Thyroid cancer is the most common malignant tumor of the endocrine system seen in the thyroid gland. More than 90% of thyroid cancers comprise papillary thyroid cancer (PTC) and follicular thyroid cancer (FTC). Although anaplastic thyroid carcinoma (ATC) accounts for less than 2% of thyroid cancer. But patients’ lifespan after diagnosis is about 6 months. Surgical interventions, radioactive iodine use, and chemotherapy are not sufficient in the treatment of ATC, so alternative therapies are needed.

Methods and results

The WST-1 assay test was performed to evaluate the anti-proliferative effects of Valproic acid (VPA). Also, the effect of VPA on miRNAs affecting histone deacetylase was determined by Quantitative RT-PCR. In the SW1736 cell line, IC50 dose for VPA was found 1.6 mg/ml. In our study, the level of oncogenic genes expression in cells treated with VPA, including miR-184, miR-222-5p, miR-124-3p, and miR-328-3p, decreased.

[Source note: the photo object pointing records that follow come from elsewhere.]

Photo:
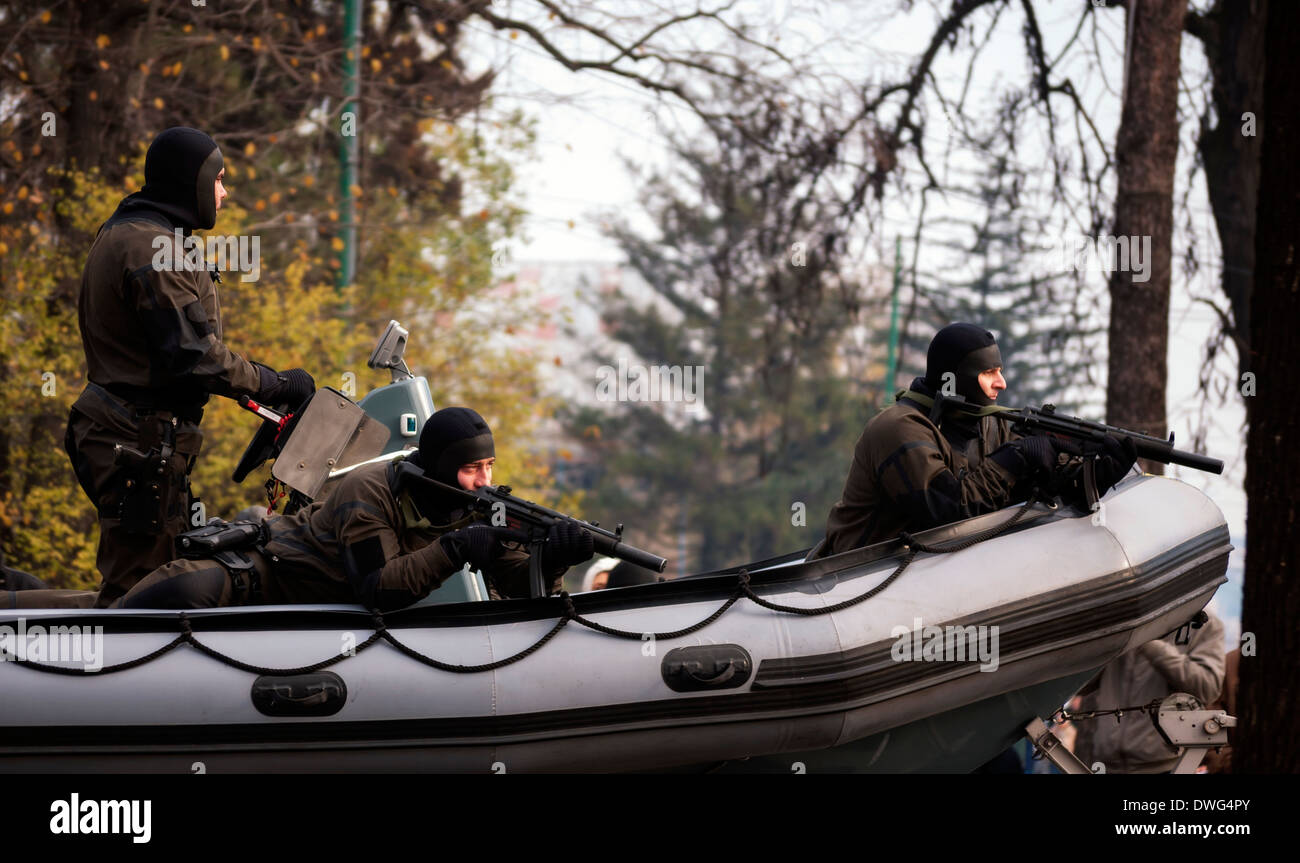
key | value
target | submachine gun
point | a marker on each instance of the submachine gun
(499, 507)
(1045, 420)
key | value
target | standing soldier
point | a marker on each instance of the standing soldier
(154, 355)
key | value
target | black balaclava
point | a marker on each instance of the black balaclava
(180, 170)
(965, 350)
(450, 438)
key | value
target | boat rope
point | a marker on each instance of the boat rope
(570, 612)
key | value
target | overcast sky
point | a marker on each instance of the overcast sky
(586, 122)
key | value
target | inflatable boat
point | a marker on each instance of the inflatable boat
(923, 656)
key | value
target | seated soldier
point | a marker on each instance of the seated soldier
(376, 540)
(927, 460)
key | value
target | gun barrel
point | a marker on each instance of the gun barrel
(1196, 462)
(1034, 421)
(633, 555)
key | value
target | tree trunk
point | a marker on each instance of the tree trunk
(1233, 34)
(1145, 151)
(1266, 738)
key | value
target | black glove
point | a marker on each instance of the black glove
(1035, 455)
(289, 387)
(1116, 458)
(566, 546)
(479, 545)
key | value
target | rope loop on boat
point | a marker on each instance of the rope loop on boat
(911, 542)
(641, 636)
(570, 612)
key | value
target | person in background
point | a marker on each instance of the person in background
(1186, 660)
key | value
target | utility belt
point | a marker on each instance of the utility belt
(168, 403)
(152, 476)
(233, 546)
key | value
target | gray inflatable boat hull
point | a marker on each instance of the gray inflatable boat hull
(1066, 594)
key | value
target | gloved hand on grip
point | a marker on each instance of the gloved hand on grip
(1035, 455)
(479, 545)
(289, 387)
(566, 545)
(1116, 458)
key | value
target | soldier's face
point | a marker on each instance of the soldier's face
(992, 382)
(476, 475)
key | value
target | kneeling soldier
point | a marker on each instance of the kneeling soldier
(375, 541)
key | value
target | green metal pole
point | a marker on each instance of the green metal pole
(350, 131)
(893, 321)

Also, the expression of tumor inhibitory genes including miR-323-5p, miR-182-5p, miR-138-5p, miR-217, miR-15a-5p, miR-29b-3p, miR-324-5p and miR-101-5p increased significantly.

Conclusions

VPA can ad-just countless gene expression patterns, including microRNAs (miRNAs), by targeting histone deacetylase (HDAC). However, further studies are required for more accurate results.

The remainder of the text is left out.